13. CPS Addition 1

Dreaming of a White Christmas


In November of 1984, G.W. Mitchell Construction began a highly complex project of adding on three stories to the existing seven-story City Public Service Headquarters building. Being located in the heart of downtown San Antonio, the construction and design team, including 3D/I Architecture, had to work very closely and creatively with the owner, city and subcontractors to complete the project with such a tight layout space. Despite the significant construction and logistical challenges, including some weather setbacks with the “great snow” in January of 1985, Mitchell was able to complete the project on time and had CPS into their new space by November of 1985. Our very own Miracle on Navarro Street!

19. Churchill 1

‘Charging’ Into a New School Year


In light of the beginning of another school year, we wanted to highlight another of G.W. Mitchell Construction’s well known school projects, the construction of Winston Churchill High School.

By the early 1960’s, the ever growing city of San Antonio was bursting at its seams with residents continuing to settle further North, expanding the city limits. Residents began establishing several small municipalities landlocked within the city of San Antonio including Hill Country Village, Hollywood Park and Castle Hills. Consequently, the North East Independent School District’s two public high schools at the time had enrollment numbers that continued to increase beyond the schools’ capacities. In 1960, a bond was passed which allowed for construction of two new high schools in the NEISD. G.W. Mitchell Construction was commissioned five years later to build a brand new high school that would become one of the most well attended and revered public high schools in San Antonio.

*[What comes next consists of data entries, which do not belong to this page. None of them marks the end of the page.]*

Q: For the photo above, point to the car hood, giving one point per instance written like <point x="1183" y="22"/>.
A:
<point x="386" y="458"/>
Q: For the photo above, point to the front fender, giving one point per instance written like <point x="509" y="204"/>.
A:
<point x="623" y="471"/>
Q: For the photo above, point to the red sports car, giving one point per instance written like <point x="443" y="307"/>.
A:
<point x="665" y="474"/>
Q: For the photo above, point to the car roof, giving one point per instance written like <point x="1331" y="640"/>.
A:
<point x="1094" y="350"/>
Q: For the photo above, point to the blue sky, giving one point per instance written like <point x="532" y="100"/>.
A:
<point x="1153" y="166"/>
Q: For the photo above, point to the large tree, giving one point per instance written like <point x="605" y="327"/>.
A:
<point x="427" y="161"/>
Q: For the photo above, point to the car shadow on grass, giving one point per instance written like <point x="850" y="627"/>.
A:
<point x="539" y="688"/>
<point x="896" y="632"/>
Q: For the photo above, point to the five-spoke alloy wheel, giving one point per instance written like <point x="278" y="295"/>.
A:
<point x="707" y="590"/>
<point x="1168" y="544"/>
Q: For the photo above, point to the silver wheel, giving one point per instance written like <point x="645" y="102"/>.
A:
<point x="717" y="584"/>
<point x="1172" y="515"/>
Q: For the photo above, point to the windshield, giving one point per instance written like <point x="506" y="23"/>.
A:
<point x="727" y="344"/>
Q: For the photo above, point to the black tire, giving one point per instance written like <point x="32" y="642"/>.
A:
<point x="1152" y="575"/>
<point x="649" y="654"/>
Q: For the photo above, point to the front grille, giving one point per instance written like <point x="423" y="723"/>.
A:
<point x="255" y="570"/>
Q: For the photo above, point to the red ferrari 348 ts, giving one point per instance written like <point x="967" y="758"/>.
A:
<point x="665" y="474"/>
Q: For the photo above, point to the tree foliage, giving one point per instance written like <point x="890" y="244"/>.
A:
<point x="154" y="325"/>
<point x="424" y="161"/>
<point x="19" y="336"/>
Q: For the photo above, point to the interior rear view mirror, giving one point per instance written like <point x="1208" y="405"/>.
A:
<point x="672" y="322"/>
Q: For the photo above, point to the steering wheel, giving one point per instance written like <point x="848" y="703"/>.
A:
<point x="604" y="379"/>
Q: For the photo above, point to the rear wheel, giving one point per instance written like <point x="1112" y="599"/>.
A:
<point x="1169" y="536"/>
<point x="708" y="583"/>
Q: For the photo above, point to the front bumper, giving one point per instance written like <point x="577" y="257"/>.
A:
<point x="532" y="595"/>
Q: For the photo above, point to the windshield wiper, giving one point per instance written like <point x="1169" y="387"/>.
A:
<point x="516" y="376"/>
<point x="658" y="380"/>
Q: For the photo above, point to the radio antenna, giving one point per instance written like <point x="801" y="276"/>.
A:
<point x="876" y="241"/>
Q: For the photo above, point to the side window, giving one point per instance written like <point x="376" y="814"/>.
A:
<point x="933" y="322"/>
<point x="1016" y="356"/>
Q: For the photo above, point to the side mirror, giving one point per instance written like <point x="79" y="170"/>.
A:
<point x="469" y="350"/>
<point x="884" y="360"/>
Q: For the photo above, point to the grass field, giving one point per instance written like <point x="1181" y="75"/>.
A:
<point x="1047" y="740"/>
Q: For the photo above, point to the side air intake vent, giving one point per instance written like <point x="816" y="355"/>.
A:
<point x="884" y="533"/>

In the spring of 1965, Mitchell began construction on the 135,000 square foot Winston Churchill High School for a contracted amount of $1.6 million. By the middle of the summer of ’66, the project was complete and the school was ready for its first students to attend classes. Since 1966, Churchill High School has continued to grow in size and excel academically. With a current enrollment of just under 3,000 students, the Churchill Chargers rank in the top 1% of all high schools in the country. Additionally, for the past nine years, every Churchill graduate has been accepted to college. The schools motto of “Never, never, never, never give up,” which was taken from a Winston Churchill quote, continues to ring true throughout the halls of this historic and well-renowned school.

10. SW General 1

Building San Antonio’s Medical Community


In January of 1978, G.W. Mitchell Construction was commissioned to build a new ground up 166-bed, 110,000 square foot hospital known as Southwest General Hospital. Not only was Mitchell able to complete the construction of the hospital 30 days prior to its original completion date but they also came in under budget. In August of 1979, the hospital celebrated its grand opening with keynote speaker Congressman Henry B. Gonzalez.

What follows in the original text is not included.